What Soups to Drink When You Often Stay Up Late, Smoke, and Drink
 Encyclopedic 
 PRE       NEXT 
1. Mung Bean and Job's Tears Soup
Rinse mung beans and Job's tears separately. Bring to a boil over high heat, then simmer until beans are tender. Add brown sugar to taste.
Benefits: Simple to prepare, this soup offers potent health benefits. It clears heat and detoxifies the body. Mung beans are rich in B vitamins, helping alleviate fatigue from late nights. Additionally, staying up late depletes vitamin C reserves, which mung beans can replenish. The abundant carotene in coix seeds also reduces eye strain caused by nighttime work in women.
2. Goji Berry, Red Date, and Silver Ear Mushroom Soup
Ingredients: 2-3 silver ear mushrooms, goji berries, red dates, rock sugar, water as needed.
Method: Select large, slightly yellow silver ear mushrooms and soak in warm water for over an hour. Soak goji berries and red dates together (both can be soaked with the silver ear mushrooms; reportedly, soaking for just over 10 minutes is sufficient). After soaking, rinse the silver ear mushrooms two or three times. Remove the yellow roots and tear the mushrooms into small pieces by hand. Set aside.Add sufficient water to a rice cooker (slightly more than needed, as some will evaporate, but avoid overflowing). Bring the silver ear mushrooms to a boil. Simmer for 1-2 hours until the broth thickens. Add goji berries, red dates, and rock sugar, then simmer briefly.(Note: White fungus may foam over the boil. Adding red dates and goji berries later prevents excessive yellowing of the broth. Use ample rock sugar for sweetness.) Let cool, then refrigerate. In summer, add hawthorn berries, raisins, watermelon, or other preferred ingredients for a delightful dessert.
Benefits: Clears heat, nourishes the complexion, boosts energy, and calms the mind.
3. Lotus Seed and Lily Bulb Stew with Lean Pork
Ingredients: 20g lotus seeds (hulled), 20g lily bulbs, 100g lean pork, water as needed.
Method: Simmer lotus seeds, lily bulbs, and lean pork in sufficient water. Season with salt once meat is tender. Consume once daily.
Benefits: Clears the heart, moistens the lungs, boosts energy, and calms the mind. Suitable for those experiencing dry cough, insomnia, restlessness, or palpitations after staying up late.
4. Codonopsis and Polygonatum Soup with Lean Meat
Use 50-100g codonopsis, 50-100g polygonatum, 250g lean meat or pork spine, and 1-2 honey dates per serving.
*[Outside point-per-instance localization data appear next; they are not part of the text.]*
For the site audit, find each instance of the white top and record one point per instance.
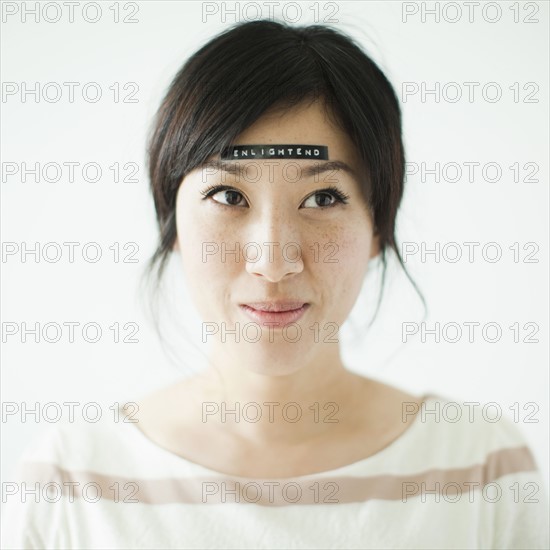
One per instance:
(442, 484)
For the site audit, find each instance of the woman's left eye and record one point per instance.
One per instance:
(325, 198)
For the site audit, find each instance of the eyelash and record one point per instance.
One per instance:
(340, 196)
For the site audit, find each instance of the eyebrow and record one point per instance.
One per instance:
(307, 171)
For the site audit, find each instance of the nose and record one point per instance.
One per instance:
(275, 251)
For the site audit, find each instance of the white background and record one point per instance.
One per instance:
(148, 53)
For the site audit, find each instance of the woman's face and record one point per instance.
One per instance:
(274, 237)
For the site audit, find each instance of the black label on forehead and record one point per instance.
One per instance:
(292, 151)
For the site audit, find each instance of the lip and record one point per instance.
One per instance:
(276, 314)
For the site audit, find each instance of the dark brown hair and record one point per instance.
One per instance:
(254, 67)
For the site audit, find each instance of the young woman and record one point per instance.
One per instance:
(276, 165)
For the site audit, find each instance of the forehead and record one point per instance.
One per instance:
(304, 123)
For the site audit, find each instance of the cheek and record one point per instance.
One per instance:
(341, 273)
(201, 244)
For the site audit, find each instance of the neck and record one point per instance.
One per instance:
(318, 398)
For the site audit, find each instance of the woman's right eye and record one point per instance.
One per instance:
(224, 194)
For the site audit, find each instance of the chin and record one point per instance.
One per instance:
(274, 359)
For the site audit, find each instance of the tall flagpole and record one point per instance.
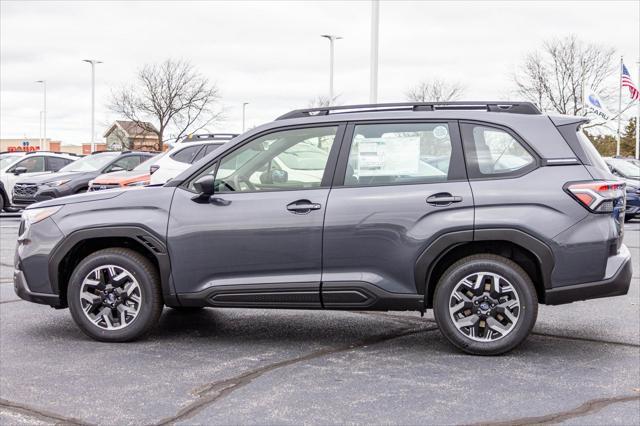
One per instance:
(619, 107)
(638, 116)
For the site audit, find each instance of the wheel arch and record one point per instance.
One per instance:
(535, 257)
(79, 244)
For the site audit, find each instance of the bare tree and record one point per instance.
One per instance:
(554, 76)
(172, 95)
(321, 101)
(435, 90)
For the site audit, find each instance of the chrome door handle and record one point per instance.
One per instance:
(303, 206)
(443, 199)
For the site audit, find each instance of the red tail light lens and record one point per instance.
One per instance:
(597, 196)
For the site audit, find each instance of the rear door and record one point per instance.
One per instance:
(398, 186)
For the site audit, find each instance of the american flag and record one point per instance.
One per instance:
(627, 82)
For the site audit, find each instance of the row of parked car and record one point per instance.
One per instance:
(26, 178)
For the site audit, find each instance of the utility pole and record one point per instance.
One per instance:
(244, 107)
(44, 113)
(332, 39)
(93, 63)
(375, 23)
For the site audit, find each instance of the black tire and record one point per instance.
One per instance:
(187, 309)
(514, 274)
(145, 274)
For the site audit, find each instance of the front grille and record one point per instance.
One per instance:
(25, 189)
(100, 187)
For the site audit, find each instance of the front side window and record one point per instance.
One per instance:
(284, 160)
(126, 163)
(33, 164)
(387, 154)
(494, 152)
(187, 154)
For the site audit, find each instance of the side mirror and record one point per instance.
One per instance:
(274, 176)
(205, 185)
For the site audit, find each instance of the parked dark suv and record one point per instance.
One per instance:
(74, 178)
(480, 211)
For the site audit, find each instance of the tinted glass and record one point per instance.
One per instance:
(187, 154)
(286, 160)
(33, 164)
(90, 163)
(495, 152)
(56, 163)
(385, 154)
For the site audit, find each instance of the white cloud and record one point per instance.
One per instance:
(271, 54)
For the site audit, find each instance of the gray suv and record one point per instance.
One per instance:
(480, 211)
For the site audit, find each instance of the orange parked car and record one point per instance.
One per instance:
(137, 177)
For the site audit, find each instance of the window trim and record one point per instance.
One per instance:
(329, 170)
(457, 170)
(468, 143)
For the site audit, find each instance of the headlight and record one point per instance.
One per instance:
(139, 183)
(31, 216)
(57, 182)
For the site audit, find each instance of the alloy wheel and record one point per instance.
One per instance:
(484, 306)
(110, 297)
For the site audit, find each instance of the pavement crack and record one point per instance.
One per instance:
(212, 392)
(589, 407)
(40, 414)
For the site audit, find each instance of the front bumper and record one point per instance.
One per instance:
(23, 291)
(616, 283)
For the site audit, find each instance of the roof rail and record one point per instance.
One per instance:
(498, 106)
(194, 138)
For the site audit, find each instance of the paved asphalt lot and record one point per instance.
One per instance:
(581, 366)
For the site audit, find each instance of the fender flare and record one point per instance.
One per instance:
(447, 242)
(151, 241)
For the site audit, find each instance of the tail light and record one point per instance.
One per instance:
(598, 196)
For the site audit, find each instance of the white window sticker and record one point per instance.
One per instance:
(388, 156)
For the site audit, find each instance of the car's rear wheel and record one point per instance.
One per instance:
(114, 295)
(485, 304)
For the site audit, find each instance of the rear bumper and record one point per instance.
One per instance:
(23, 291)
(616, 284)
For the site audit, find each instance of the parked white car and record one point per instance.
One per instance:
(19, 165)
(184, 154)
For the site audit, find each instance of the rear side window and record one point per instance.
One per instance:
(187, 154)
(494, 152)
(397, 153)
(56, 163)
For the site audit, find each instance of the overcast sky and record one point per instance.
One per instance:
(271, 55)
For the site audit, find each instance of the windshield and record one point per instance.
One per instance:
(7, 160)
(625, 168)
(90, 163)
(144, 166)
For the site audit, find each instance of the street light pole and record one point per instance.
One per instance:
(93, 63)
(332, 39)
(244, 106)
(44, 113)
(375, 23)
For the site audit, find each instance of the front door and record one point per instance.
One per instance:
(404, 185)
(258, 240)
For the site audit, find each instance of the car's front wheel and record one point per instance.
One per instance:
(485, 304)
(114, 295)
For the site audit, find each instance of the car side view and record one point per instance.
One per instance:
(480, 211)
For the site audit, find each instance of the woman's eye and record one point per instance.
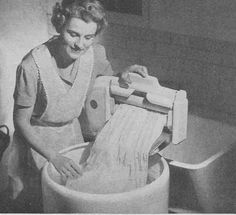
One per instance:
(73, 34)
(89, 37)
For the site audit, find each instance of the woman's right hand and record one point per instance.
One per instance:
(66, 167)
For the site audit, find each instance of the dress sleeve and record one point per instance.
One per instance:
(26, 86)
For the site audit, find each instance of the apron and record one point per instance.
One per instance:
(58, 126)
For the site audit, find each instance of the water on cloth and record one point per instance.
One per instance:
(118, 160)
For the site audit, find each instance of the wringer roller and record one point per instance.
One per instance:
(146, 93)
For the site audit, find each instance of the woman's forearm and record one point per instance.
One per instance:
(23, 126)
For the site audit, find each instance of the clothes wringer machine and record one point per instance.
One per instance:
(142, 92)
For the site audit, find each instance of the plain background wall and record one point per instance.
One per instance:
(23, 25)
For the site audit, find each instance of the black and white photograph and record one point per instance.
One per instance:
(118, 106)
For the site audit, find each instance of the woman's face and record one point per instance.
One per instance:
(77, 37)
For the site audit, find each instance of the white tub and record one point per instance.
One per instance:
(203, 168)
(152, 198)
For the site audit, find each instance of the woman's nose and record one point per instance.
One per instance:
(79, 43)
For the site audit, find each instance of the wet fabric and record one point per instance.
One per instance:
(118, 161)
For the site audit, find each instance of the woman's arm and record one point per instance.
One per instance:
(64, 166)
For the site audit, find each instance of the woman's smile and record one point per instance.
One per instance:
(78, 36)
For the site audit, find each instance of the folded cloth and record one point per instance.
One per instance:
(118, 160)
(4, 140)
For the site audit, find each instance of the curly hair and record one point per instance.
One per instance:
(87, 10)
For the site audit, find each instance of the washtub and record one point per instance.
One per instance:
(203, 168)
(152, 198)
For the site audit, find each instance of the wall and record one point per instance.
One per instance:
(187, 44)
(23, 26)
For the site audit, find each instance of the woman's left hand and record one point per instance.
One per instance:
(141, 70)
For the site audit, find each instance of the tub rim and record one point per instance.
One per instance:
(159, 182)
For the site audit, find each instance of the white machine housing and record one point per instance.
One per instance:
(142, 92)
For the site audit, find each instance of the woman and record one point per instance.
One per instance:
(52, 83)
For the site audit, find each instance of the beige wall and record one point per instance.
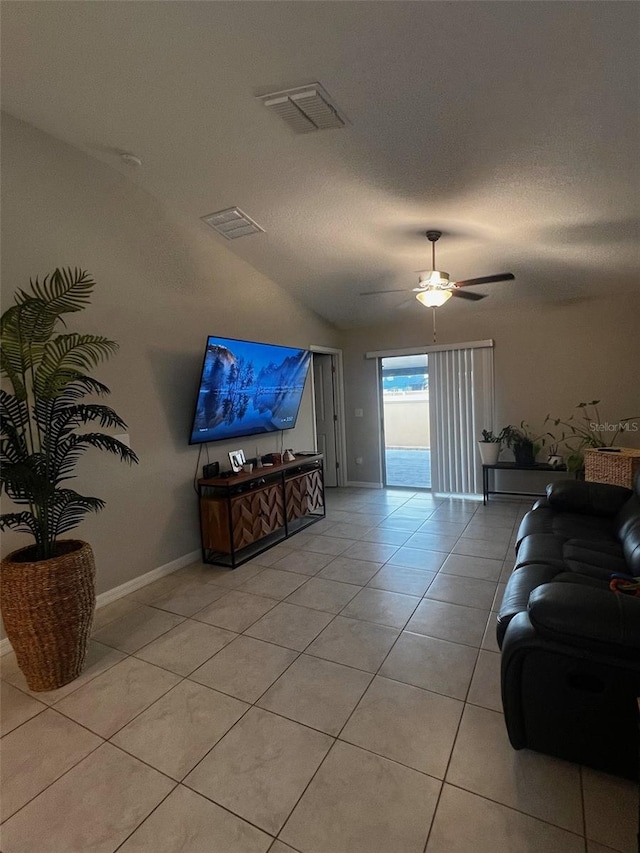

Simmer with sufficient water for about 1 hour. This quantity serves 3-4 people.
Benefits: Sandwort nourishes yin, clears lung heat, tonifies the stomach, generates fluids, and alleviates dry coughs. Solomon's seal nourishes yin, moistens dryness, and promotes bowel movements. Honey dates nourish the heart, moisten the lungs, and boost qi. Combined with lean meat in this soup, it effectively nourishes and moisturizes the body.
5. Kudzu and Raw Fish Soup
Use 250g kudzu root per serving, washed and cut into small pieces. Prepare one raw fish by removing gills and innards. Simmer with sufficient water. Once fish is cooked, add shredded ginger, oil, and salt to taste. Consume both fish and soup. Take monthly or every other day.
Benefits: Relieves muscle stiffness, invigorates qi and blood, and alleviates muscle pain. Suitable for those experiencing muscle soreness or neck tension after excessive labor or late nights.
6. American Ginseng and Lean Meat Stew
Use 15g American ginseng and 30g lean meat per serving. Steam over water for about 90 minutes. This quantity serves one person.
Benefits: American ginseng is cool in nature and sweet in taste. Beyond replenishing qi and nourishing yin, it clears heat and generates fluids. It is highly effective for those experiencing fluid deficiency, thirst, and dry tongue after staying up late.